The Fair Value Gap (FVG) block detects imbalance zones — areas where price moved so aggressively that it left a gap between candle bodies. These gaps represent inefficiency in price delivery, and the market often returns to 'fill' them.
Why It Matters
Fair value gaps reveal where price moved too fast, leaving behind an area where not enough trading took place. Markets tend to revisit these zones to rebalance.

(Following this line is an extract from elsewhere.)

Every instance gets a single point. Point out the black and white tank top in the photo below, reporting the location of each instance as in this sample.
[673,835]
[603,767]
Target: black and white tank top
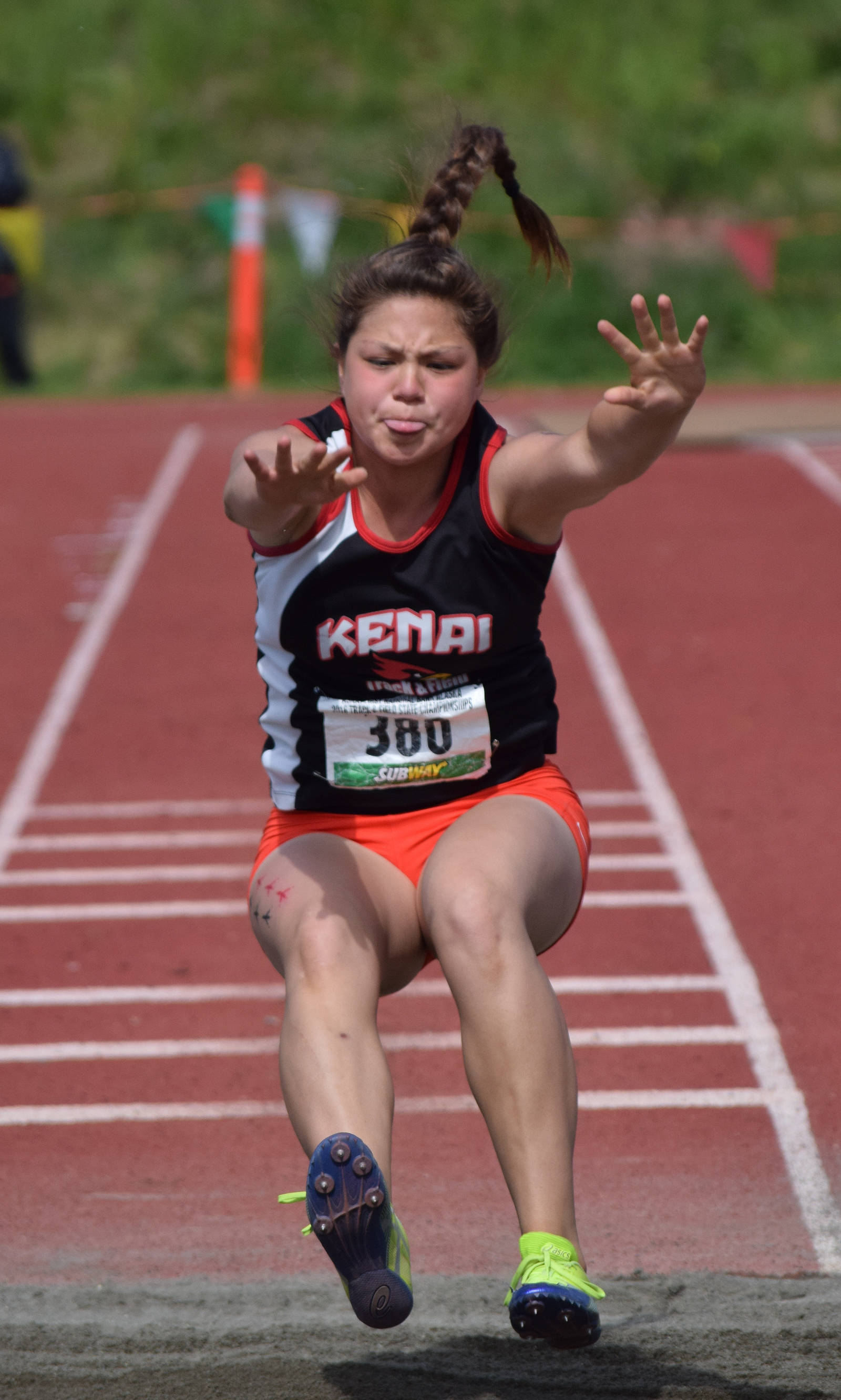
[401,675]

This makes FVGs excellent areas to look for entries, especially when price pulls back into them.
How to Use It
- 1Drag the Fair Value Gap block onto your canvas
- 2Set the direction — bullish FVG (gap below price) or bearish FVG (gap above price)
- 3Configure mitigation status and lookback
- 4Connect it to a Wait or Logic block
Settings Explained
Direction — Whether to look for bullish FVGs (gaps left behind during upward moves, acting as support) or bearish FVGs (gaps from downward moves, acting as resistance).
Mitigation Status — Whether the gap has been filled by price returning to it. 'Unmitigated' gaps haven't been revisited. 'Mitigated' gaps have been partially or fully filled. Unmitigated gaps are generally considered higher-probability zones.
Look Back Mode — How far back to search for fair value gaps. Recent gaps are more relevant, but older unfilled gaps can still produce reactions.
Example Use Case
You build a pullback strategy that waits for price to create a bullish FVG during a strong upward move, then enters long when price retraces back into the gap zone. The expectation is that the gap will act as support.
FVGs that form during high-volume sessions (London, New York) tend to be more significant. Combine with session-based filtering for better results.